In the multivariate-normal case, the two approaches are exactly equivalent: if you know the marginals (unconditional true effectiveness and unconditional estimate value), and R^2, then you know the entire shape of the distribution (and hence the distribution of the true mean given the estimated mean).

A model in which the estimate is bivariate normal with R^2=0.9 to the ground truth corresponds to an estimate distribution of, if my stats is right, X~N(0, 0.9), E~N(0, 0.1), Y=X+E (where X is the ground truth, E the error, and Y the estimate; the second arguments are variances; this is true up to an affine transformation). As such, it follows from e.g. this theorem cited on Wikipedia that the actual mean scales linearly with the measured mean, although the coefficient of correlation is not quite what Gregory said (it's R, not R^2).

Thanks Ben, you're exactly right. I'd convinced myself of the contrary with a spurious geometric argument.

Hey Greg, an estimate can be really highly correlated with reality and still be terribly biased. For instance, I can estimate that I will save 100, 200 and 300 lives in each of the respective next three years. In reality, I will actually save 1, 2 and 3 lives. My estimates explain 100% of the variance there, but there's a huge upward bias. This could be similar to the situation with GiveWell's estimates, which have dropped by an order of magnitude every couple of years. Does your approach guard against this? If not, I don't think it would deserve to be taken literally.

which have dropped by an order of magnitude every couple of years

This seems like a really important point, and I wonder if anyone has blogged on this particular topic yet. In particular:

- How should we expect this trend to continue?
- Does it increase the activation energy for getting involved in EA? (my interest in EA was first aroused by GW and how cheap they reckoned it was to save a life via VillageReach)
- Does it affect the claim that a minority of charities are orders of magnitude more effective than the rest?
- If we become able to put numbers to the effectiveness of a new area, such as xrisk or meta, would we expect to see the same exponential drop-off in our estimates
*even if we're aware of this problem*?

I just realized that I wrote a post with almost the exact same title as this one!

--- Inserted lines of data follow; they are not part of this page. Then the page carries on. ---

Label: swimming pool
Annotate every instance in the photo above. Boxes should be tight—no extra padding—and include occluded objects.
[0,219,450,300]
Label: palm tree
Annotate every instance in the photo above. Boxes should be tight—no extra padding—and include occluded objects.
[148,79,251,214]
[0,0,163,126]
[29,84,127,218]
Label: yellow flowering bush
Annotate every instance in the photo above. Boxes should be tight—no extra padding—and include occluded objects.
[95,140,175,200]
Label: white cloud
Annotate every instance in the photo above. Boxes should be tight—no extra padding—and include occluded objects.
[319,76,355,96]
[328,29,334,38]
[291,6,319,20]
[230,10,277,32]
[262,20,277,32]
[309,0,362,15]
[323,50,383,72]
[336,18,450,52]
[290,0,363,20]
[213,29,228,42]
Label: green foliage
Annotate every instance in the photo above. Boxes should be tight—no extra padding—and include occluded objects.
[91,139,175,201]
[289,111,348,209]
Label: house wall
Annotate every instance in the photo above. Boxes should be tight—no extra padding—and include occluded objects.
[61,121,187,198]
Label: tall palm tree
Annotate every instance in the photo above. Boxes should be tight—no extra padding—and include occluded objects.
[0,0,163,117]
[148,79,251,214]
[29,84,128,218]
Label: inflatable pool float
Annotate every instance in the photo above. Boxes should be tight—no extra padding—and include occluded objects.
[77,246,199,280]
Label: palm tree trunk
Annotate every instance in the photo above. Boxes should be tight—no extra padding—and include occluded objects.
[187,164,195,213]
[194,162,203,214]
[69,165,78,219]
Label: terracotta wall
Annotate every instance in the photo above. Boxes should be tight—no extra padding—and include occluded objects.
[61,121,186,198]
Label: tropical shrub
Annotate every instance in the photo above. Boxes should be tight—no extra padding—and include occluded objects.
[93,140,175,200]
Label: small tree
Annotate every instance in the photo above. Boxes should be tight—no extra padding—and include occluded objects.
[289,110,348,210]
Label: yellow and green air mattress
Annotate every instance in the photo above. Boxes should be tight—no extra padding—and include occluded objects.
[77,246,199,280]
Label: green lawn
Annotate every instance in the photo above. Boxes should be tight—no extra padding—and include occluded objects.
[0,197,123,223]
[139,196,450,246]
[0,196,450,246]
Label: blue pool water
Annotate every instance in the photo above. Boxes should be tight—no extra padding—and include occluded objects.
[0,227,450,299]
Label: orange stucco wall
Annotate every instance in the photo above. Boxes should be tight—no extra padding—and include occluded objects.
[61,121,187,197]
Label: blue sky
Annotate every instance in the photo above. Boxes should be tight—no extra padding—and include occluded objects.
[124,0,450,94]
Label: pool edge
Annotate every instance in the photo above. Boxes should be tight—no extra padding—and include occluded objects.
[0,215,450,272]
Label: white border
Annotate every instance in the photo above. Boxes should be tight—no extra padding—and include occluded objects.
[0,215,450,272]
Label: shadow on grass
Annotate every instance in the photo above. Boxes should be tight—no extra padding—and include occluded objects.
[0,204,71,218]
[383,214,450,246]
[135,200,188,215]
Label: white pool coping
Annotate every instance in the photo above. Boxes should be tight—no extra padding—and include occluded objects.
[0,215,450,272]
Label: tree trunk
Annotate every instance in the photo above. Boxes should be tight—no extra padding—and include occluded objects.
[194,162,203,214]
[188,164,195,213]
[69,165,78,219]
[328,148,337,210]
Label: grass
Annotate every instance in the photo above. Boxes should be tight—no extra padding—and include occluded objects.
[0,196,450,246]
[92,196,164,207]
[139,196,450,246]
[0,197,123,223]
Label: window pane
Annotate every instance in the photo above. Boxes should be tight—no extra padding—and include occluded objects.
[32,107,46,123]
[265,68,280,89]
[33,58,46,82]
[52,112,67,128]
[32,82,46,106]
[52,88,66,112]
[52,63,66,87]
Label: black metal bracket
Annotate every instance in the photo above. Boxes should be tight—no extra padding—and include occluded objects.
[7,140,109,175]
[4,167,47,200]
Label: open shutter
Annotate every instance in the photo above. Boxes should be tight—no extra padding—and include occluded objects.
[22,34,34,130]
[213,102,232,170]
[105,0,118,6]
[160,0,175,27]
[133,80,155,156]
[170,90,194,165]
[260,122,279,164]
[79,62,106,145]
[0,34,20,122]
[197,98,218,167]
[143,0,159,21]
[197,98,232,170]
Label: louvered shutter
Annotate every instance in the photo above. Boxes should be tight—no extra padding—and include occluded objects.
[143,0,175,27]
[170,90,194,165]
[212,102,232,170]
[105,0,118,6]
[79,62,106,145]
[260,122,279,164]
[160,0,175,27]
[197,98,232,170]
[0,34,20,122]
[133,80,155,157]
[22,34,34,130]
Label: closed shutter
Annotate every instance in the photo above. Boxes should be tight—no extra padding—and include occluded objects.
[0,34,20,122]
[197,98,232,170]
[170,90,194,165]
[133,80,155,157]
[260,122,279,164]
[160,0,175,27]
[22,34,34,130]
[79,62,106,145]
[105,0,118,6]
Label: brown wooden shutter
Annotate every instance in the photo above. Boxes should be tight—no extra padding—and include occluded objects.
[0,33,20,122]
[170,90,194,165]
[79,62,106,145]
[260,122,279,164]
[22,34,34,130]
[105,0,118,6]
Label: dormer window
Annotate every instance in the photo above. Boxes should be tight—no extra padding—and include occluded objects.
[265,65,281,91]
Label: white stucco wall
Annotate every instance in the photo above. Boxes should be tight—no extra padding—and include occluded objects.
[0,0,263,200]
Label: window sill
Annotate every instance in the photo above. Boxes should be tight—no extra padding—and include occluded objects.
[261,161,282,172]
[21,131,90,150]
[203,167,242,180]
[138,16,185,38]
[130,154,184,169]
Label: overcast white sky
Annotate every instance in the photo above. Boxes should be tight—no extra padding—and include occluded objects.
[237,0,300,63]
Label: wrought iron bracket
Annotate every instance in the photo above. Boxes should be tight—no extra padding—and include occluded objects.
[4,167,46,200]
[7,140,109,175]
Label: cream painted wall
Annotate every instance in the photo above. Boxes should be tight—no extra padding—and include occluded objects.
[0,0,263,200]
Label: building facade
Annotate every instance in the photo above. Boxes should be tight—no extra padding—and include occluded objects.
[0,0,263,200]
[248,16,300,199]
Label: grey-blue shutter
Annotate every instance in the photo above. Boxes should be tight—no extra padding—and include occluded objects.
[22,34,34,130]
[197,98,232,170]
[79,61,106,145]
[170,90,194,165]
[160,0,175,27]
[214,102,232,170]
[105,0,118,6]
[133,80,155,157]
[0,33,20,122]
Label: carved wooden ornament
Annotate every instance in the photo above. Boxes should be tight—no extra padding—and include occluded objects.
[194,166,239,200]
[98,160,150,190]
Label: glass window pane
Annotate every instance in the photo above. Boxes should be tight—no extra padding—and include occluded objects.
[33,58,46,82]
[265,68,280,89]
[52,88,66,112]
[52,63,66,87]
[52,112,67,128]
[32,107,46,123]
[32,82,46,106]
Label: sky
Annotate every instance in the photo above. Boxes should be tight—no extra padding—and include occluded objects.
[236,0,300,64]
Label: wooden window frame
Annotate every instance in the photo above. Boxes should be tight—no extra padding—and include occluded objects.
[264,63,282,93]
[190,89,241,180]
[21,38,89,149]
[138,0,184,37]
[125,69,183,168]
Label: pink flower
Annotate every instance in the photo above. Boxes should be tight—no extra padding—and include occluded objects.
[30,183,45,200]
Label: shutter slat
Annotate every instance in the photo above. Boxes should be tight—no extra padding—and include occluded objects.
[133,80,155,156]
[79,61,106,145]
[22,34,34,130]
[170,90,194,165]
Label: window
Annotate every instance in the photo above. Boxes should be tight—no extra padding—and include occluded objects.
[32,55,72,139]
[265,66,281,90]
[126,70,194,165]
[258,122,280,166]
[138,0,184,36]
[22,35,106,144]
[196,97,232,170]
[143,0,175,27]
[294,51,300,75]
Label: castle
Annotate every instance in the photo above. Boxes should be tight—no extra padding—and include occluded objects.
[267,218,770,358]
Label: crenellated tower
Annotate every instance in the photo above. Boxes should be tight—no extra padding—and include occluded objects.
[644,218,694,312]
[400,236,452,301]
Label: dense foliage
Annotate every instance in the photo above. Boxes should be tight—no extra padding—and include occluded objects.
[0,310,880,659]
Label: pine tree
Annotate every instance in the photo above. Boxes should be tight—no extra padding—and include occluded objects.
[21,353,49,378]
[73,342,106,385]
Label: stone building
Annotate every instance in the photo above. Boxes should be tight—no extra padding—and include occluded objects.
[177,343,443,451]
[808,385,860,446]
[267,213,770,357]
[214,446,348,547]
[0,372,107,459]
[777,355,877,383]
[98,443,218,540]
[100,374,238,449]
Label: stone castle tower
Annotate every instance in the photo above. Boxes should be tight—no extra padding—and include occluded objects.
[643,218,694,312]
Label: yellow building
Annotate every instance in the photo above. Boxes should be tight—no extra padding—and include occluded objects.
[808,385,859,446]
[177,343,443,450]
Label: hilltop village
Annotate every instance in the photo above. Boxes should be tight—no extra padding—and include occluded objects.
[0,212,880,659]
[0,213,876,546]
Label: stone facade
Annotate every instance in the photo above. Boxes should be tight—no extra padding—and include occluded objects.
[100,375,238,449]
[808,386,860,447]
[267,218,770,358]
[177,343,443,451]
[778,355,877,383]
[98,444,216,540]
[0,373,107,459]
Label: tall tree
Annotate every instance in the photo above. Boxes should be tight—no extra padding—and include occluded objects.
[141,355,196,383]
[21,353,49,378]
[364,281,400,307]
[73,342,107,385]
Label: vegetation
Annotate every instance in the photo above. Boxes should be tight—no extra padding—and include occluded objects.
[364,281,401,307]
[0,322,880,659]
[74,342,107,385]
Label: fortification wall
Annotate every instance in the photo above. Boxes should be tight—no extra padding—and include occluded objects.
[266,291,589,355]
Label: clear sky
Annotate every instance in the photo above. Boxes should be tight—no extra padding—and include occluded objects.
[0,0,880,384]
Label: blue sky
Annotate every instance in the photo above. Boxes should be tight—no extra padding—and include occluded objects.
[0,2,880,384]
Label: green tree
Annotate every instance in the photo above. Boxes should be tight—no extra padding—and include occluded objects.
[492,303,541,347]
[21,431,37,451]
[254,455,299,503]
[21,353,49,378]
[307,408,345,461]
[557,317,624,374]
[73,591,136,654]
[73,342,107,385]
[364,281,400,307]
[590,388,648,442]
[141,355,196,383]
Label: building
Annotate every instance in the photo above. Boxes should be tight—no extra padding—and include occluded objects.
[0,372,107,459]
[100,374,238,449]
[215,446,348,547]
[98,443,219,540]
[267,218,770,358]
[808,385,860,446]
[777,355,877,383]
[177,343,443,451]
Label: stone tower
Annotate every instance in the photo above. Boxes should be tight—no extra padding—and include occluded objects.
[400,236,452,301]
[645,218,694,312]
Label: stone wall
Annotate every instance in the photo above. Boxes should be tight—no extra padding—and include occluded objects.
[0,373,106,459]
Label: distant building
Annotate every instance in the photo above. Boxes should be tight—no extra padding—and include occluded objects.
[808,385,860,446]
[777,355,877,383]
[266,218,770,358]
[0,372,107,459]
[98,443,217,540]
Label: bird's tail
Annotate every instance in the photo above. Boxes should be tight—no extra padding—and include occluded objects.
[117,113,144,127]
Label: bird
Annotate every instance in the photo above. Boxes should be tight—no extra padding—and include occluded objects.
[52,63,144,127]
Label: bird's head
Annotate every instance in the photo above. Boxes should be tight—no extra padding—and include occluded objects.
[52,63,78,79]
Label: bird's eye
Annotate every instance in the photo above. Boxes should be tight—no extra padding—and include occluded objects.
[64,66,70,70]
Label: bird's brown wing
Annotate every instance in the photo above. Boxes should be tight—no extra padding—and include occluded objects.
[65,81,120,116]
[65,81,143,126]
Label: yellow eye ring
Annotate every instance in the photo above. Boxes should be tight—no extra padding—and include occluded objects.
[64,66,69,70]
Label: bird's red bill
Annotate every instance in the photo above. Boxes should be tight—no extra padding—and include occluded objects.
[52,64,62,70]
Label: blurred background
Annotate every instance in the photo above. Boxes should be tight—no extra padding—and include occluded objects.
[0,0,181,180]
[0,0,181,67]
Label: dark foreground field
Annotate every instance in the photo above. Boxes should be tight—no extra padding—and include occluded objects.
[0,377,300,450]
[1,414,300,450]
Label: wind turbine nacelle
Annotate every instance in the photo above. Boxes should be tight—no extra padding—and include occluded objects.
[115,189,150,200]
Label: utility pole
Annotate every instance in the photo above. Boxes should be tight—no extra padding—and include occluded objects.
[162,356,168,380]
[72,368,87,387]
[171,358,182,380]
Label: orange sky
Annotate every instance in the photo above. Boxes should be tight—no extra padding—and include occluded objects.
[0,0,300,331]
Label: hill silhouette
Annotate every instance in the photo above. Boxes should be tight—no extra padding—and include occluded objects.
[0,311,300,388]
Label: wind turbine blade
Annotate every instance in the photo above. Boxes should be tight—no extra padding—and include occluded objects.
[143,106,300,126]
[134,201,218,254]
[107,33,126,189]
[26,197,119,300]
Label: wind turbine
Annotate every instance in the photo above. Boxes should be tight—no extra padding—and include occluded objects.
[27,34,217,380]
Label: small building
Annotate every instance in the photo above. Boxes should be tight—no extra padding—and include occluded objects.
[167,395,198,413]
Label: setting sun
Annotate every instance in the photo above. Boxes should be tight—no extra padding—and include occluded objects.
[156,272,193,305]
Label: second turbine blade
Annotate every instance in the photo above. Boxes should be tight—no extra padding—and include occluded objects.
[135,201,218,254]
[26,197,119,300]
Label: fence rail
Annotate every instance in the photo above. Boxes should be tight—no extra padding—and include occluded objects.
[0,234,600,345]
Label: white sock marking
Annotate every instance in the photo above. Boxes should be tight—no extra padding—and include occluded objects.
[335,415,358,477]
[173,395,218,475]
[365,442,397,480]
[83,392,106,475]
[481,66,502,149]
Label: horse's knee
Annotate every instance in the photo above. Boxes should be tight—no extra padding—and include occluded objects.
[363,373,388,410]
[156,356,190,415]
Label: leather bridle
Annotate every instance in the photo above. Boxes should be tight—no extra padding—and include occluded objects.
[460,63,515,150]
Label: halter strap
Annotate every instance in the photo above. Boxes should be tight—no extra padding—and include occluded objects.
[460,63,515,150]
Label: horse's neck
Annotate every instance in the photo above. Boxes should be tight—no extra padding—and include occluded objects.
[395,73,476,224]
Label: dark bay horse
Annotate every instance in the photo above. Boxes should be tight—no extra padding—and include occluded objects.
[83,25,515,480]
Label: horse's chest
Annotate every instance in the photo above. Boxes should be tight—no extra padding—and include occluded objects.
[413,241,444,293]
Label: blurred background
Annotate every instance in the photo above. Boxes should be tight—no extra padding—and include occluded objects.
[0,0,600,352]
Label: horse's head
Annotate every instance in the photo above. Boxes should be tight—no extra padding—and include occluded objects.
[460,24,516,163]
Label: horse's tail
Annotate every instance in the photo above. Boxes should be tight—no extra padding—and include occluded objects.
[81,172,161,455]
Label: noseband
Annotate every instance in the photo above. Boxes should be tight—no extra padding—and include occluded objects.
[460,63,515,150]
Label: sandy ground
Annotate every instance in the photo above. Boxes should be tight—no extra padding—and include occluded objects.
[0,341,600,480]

Sorry mate, didn't mean to steal your title.

You might be interested in this spreadsheet we designed to help estimate regression to the mean:

Owen can explain better than me how it works.

I've now made that spreadsheet viewable by anyone with the link. If you want to use it you should save a copy you can edit.

It doesn't estimate regression as such; rather it's for keeping track of the inside-view uncertainty about model parameters, in a way which is quick and easy but roughly correct. This gets you to something like a total inside view of the error inherent in the model; if you also have a prior over effectiveness you could then use it to regress.

I talk more about the details in this post. The spreadsheet was made mostly for my own use when I want to make quick estimates with error-bars on log-normal distributions; I've tried to make it slighly user-friendly but I'm afraid it's not terribly so.